Mi sono resa conto che nell’insegnamento di una nuova lingua ai bambini il metodo è davvero fondamentale. Il metodo, sì. Quello che alla fine ti fa sorprendere di come in poco tempo, e senza quasi rendertene conto, il tuo bambino  si è fatto un piccolo bagaglio di vocaboli in inglese che all’occorrenza sfoggia in pubblico. E quando meno te lo aspetti.

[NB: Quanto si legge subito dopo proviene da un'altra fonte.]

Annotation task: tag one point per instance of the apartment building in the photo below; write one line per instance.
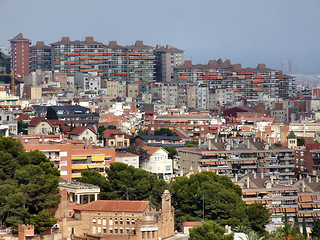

E quando il metodo è quello giusto risulta tutto più facile, divertente e leggero. Ti fidi, ti ci aggrappi e ti lasci sollevare. Proprio come la bambina piena di lentiggini che vedete qui sopra.  

Quello che mi piace più di tutto, e che ho ritrovato con piacere nella nostra nuova insegnante, è la libertà lasciata ai bambini. Libertà di muoversi nello spazio. Di sdraiarsi sui tappetini, di alzarsi in piedi, di mettersi seduti ad ascoltare. Prendono confidenza con lo spazio, si sentono a loro agio, si divertono e apprendono senza fatica. Perchè per loro è un bellissimo gioco.

E poi toccare, sentire, sperimentare. Ecco, questa sopra ogni altra cosa è la meraviglia delle nostre lezioni. I bambini imparano non solo a ripetere le parole, ma a “sentirle” attraverso i cinque sensi. A toccarle. A studiarle. E poi, quando sono pronti, ripeterle.

Vi faccio un esempio. All’inizio dell’ ora insieme la maestra fa vedere ai bimbi uno dei filmatini di cui vi parlavo qualche giorno fa, della serie Fun with Flupe. Ecco, la scorsa lezione abbiamo toccato Flupe. E abbiamo imparato il colore viola.

Poi abbiamo toccato gli animali del video (in versione peluche) e giocato con loro. Alla fine i bimbi sapevano riconoscere e ripetere i loro nomi in inglese.

Imparare giocando. Imparare divertendosi. A volte è solo questione di metodo.